Fool in Trance

それはあった。それは二度とないだろう。思い出せ。

『キング・コング』(メリアン・C・クーパー、アーネスト・B・シュードサック)

 

 世間では『ゴジラ-1.0』が賛否両論盛り上がってますが、個人的にはいまひとつ食指が動かず。でも何かそのジャンルの作品を見たいと思い、『キング・コング』オリジナル1933年版を鑑賞。絶海の孤島で神と崇められる怪獣キング・コングを描く特撮映画の古典的名作であり、様々な怪獣映画のオリジンだ。これまた大昔に見て以来の再見。

 

 本作は『ロスト・ワールド』(1925年)に続いて、特技監督ウィリス・オブライエンハリーハウゼンのお師匠さん)のストップモーションアニメが大きな見せ場。コングと恐竜の格闘場面は今見ても迫力がある。コングがとても表情豊かで、初めてフェイ・レイを見た時の「わー!可愛い!」と言いたげな顔や仕草など実に味わい深い。

 

 改めて見ると結構描写は残酷で、死人続出。人間が死ぬ様子をちゃんとそれと分かるように撮っているのがとても印象的だった。髑髏島に渡ってからの恐怖演出については、ピーター・ジャクソンのリメイク版がキツかった訳ではなく、原典に忠実なだけだった。特にギラーミン版、ピー・ジャク版でも印象的だった丸太の橋を渡る場面。クルーが振り落とされて落下死する様がしつこく描写されるのはオリジナル通り。

 

 そもそもの元凶は映画監督デナム。オリジナル版でもデナムのはた迷惑な活動屋魂はきちんと描かれていた。カメラマンに逃げられたので監督自らカメラを廻す様子は今も昔も変わらぬインディペンデント映画の製作現場か。デナムのキャラクターを強調したのがピーター・ジャクソン版で、ジャック・ブラックが演じていた。

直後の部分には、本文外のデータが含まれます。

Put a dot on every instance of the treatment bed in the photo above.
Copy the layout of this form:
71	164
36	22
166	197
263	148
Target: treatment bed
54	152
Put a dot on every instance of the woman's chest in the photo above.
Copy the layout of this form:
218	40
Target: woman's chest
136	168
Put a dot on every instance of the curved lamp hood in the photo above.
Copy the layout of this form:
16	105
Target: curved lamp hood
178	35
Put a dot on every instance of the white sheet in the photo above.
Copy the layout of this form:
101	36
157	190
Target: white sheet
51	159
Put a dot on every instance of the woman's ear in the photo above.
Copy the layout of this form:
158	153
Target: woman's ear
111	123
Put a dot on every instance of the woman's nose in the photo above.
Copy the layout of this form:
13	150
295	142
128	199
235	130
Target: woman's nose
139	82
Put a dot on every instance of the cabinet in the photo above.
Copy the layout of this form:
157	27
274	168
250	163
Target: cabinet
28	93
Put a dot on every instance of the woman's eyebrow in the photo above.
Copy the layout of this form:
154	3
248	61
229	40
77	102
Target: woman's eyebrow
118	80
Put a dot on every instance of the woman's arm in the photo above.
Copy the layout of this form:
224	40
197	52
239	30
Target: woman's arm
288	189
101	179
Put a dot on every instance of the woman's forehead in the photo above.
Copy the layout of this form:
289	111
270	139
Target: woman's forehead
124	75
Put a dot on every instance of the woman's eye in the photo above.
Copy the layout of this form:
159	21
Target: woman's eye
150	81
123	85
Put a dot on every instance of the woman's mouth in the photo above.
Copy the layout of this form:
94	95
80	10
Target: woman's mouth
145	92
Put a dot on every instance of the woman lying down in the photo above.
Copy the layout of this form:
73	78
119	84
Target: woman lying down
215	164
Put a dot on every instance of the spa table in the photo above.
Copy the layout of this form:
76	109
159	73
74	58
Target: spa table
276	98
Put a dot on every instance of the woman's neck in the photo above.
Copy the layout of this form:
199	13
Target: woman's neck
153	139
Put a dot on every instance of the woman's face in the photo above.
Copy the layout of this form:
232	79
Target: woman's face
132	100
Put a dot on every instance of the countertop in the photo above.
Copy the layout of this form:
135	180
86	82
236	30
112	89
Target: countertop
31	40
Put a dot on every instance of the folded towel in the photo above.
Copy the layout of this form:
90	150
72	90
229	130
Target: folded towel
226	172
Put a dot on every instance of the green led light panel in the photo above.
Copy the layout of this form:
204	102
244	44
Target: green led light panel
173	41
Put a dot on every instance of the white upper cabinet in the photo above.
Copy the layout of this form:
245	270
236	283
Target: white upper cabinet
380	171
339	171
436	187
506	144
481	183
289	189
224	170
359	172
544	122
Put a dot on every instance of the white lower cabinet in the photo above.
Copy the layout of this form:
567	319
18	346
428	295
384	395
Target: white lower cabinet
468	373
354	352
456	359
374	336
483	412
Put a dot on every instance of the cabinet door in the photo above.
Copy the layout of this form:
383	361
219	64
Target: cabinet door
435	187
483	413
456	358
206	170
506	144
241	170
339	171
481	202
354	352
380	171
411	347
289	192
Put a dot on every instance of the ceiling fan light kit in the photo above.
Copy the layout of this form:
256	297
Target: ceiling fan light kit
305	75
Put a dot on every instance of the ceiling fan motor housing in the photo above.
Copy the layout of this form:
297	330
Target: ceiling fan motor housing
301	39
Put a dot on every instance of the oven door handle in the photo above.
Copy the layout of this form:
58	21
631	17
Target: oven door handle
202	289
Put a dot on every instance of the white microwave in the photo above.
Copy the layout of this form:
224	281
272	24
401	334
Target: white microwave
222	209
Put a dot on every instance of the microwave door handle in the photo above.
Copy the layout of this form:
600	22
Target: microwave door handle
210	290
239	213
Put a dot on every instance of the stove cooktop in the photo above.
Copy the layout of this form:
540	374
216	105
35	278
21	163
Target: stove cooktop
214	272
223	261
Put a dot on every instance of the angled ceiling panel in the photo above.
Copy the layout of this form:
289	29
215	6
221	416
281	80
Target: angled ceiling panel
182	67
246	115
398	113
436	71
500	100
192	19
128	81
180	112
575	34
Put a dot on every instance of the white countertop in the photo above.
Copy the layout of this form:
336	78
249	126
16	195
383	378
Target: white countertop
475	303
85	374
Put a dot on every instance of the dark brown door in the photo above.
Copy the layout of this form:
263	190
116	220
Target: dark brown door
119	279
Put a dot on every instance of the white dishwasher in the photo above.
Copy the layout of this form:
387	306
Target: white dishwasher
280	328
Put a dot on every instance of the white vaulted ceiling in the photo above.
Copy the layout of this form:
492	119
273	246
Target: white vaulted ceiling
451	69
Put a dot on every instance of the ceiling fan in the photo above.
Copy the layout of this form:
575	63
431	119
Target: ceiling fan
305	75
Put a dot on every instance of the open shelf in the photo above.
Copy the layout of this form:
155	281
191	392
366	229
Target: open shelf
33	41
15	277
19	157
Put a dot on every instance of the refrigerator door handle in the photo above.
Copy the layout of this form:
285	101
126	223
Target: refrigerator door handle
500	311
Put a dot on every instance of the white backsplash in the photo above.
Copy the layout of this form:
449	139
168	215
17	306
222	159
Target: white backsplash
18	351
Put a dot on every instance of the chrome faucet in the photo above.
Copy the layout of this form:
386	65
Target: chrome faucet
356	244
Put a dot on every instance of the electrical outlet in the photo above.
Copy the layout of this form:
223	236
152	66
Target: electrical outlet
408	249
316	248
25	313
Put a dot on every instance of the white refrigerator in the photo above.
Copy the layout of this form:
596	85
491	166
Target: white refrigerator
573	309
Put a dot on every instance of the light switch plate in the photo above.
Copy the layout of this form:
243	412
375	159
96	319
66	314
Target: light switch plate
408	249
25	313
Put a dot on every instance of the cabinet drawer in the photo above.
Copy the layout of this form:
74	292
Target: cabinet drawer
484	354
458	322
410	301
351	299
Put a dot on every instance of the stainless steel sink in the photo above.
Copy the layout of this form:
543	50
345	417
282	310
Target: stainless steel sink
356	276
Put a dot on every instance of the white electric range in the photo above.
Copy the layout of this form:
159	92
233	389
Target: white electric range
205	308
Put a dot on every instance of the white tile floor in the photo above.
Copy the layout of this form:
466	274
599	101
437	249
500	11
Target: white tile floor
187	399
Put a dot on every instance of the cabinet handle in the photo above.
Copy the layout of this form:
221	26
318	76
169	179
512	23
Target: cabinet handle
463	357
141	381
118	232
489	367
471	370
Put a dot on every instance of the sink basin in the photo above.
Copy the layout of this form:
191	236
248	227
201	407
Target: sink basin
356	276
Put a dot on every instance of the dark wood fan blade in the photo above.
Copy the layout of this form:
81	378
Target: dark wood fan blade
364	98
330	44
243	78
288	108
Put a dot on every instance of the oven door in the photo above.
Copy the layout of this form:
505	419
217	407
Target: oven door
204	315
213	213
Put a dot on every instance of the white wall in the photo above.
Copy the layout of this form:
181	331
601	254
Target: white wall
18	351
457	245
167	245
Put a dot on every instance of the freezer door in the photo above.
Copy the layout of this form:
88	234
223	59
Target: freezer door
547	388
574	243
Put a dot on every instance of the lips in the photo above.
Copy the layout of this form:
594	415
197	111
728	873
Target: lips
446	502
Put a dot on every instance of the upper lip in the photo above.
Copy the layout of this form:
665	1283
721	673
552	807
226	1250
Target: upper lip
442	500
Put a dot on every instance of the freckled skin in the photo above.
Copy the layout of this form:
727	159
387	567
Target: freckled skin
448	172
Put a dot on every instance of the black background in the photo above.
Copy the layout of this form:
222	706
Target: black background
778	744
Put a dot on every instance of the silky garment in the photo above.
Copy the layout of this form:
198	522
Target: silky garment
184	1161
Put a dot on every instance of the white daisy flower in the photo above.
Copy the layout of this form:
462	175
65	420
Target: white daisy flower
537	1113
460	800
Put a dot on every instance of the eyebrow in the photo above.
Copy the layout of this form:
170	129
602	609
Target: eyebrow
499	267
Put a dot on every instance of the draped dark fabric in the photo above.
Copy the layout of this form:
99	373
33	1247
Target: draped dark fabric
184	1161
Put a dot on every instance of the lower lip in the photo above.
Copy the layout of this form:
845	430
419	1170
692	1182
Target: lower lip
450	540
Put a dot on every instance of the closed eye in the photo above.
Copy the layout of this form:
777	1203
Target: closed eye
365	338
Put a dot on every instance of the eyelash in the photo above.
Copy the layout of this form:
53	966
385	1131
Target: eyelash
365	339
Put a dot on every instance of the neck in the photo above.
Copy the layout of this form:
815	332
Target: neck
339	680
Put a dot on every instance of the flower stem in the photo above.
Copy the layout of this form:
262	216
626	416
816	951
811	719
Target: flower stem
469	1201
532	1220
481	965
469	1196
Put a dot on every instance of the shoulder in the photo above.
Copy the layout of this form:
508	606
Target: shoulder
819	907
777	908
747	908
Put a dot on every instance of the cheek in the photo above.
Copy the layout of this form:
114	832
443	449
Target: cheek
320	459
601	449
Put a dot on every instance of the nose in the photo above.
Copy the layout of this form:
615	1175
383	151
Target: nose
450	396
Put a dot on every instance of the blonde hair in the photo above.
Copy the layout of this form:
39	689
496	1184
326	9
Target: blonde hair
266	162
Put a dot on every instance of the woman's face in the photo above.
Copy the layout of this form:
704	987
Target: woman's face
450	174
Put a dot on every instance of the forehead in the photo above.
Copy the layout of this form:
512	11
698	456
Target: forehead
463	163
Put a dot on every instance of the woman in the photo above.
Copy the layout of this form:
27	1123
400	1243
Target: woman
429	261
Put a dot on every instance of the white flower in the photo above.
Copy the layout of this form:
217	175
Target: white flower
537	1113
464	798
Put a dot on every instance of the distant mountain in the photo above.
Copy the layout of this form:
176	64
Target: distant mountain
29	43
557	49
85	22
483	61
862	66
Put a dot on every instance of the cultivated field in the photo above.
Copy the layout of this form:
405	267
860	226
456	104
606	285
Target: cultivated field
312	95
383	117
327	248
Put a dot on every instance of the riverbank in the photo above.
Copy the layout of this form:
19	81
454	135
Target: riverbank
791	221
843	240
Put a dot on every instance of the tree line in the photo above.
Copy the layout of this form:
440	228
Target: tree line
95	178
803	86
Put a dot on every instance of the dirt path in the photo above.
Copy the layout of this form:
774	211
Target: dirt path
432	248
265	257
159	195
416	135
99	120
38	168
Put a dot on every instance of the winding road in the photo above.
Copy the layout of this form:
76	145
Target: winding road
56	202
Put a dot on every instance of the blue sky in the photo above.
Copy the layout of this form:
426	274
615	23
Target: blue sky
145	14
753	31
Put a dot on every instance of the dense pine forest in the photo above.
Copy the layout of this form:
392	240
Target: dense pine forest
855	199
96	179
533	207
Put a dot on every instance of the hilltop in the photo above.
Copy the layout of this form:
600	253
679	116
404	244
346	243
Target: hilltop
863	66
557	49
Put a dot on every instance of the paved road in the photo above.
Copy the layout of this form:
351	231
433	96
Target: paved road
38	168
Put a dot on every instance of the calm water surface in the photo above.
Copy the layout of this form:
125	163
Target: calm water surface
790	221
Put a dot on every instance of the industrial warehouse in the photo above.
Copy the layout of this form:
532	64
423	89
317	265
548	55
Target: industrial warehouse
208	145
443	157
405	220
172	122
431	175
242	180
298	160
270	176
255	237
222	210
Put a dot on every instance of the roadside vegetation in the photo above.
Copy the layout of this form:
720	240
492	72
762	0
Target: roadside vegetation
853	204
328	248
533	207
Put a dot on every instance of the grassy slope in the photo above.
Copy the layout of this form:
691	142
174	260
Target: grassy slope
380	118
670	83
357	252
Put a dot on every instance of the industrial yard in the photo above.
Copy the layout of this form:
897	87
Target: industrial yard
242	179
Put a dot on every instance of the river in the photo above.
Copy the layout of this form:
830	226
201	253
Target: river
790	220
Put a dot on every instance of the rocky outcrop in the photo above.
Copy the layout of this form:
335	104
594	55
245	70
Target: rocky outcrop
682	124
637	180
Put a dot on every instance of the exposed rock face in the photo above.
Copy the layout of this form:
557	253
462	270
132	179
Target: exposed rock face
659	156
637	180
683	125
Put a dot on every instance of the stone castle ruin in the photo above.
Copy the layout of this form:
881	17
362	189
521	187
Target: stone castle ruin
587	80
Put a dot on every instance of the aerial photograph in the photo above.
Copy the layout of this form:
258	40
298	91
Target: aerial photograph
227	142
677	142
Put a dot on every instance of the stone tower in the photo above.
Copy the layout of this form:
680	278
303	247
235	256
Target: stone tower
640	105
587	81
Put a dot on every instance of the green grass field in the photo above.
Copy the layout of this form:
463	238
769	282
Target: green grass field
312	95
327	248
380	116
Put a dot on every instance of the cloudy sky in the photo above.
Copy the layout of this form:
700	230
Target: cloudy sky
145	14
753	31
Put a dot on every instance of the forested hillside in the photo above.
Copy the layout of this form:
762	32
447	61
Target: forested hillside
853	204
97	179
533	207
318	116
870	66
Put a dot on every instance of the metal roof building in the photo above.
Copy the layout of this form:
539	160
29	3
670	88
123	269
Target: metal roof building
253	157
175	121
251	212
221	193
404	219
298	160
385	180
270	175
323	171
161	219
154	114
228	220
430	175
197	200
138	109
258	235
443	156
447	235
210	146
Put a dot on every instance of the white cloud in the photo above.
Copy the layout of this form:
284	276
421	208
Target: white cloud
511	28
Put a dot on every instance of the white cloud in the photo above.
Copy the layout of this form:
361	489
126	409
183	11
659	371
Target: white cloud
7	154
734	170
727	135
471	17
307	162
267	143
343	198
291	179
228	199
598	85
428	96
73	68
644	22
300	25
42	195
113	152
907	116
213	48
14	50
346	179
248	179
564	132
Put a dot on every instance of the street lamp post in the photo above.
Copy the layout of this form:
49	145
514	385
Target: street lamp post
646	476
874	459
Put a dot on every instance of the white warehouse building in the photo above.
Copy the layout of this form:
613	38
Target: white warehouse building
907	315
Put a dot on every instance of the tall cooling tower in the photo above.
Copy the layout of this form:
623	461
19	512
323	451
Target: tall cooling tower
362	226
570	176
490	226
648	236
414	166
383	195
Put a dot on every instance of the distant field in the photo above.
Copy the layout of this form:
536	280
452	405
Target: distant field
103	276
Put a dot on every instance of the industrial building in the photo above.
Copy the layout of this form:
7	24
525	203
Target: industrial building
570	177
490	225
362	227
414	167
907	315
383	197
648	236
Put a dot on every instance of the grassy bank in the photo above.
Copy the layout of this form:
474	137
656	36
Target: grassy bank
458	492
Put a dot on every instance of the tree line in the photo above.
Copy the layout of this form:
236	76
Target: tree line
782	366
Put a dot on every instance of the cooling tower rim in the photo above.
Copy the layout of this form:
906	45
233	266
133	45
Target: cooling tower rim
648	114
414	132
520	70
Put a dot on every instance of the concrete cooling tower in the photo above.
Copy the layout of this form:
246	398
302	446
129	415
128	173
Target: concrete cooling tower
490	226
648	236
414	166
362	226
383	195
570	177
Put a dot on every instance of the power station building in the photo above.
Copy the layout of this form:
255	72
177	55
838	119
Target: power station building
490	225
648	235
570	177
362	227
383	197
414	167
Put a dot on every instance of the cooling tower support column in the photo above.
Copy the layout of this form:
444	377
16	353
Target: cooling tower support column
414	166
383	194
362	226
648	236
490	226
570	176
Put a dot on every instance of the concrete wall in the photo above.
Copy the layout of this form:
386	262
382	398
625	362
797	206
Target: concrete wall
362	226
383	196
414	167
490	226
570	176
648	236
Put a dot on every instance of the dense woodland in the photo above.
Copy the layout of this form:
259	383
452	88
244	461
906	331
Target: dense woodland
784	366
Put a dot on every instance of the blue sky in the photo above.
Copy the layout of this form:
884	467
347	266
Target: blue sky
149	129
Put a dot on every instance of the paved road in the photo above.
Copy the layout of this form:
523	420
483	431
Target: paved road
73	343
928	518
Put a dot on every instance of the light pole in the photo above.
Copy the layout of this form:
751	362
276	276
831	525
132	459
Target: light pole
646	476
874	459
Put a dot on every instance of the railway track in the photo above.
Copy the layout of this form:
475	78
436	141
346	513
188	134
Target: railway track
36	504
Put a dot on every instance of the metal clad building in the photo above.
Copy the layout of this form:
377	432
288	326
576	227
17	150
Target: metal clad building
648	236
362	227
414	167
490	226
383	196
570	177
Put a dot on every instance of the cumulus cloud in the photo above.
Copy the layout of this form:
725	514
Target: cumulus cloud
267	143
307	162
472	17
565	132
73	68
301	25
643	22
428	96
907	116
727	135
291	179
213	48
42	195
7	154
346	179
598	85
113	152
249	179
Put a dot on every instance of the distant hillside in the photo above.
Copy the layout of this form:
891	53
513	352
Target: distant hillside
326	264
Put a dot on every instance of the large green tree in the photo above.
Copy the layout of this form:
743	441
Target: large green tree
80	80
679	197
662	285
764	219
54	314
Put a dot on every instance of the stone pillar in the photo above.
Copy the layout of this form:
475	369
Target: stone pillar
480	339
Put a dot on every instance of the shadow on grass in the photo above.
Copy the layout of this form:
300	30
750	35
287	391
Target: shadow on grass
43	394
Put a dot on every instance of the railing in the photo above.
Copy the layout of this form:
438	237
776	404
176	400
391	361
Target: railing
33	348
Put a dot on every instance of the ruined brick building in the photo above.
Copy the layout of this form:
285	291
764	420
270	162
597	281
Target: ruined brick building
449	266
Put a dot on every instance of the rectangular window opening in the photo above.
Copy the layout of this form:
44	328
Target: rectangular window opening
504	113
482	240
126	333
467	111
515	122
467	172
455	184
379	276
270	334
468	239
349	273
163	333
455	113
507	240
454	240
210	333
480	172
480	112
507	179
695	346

ブラックはオーソン・ウェルズのつもりで演じていたとインタビューで語っていた。

 

 クライマックスはリメイク版でも再現された高所アクション。自分は極度の高所恐怖症なので、こんなモノクロのボヤけた画質の合成丸分かりの映像でも緊張で身を固くしてしまうのだった。ラストなんてフェイ・レイそんな端にいたら危ないよーと(落ちる訳はないと分かってるのに)ヒヤヒヤしてしまった。

 

 ちなみにギラーミン版(1976年)は子供の頃映画館で見た。同時上映は鈴木則文の実写『ドカベン』。もしかすると映画館で初めて見た洋画がギラーミン版『キング・コング』だったかもしれない。多分そんな気がする。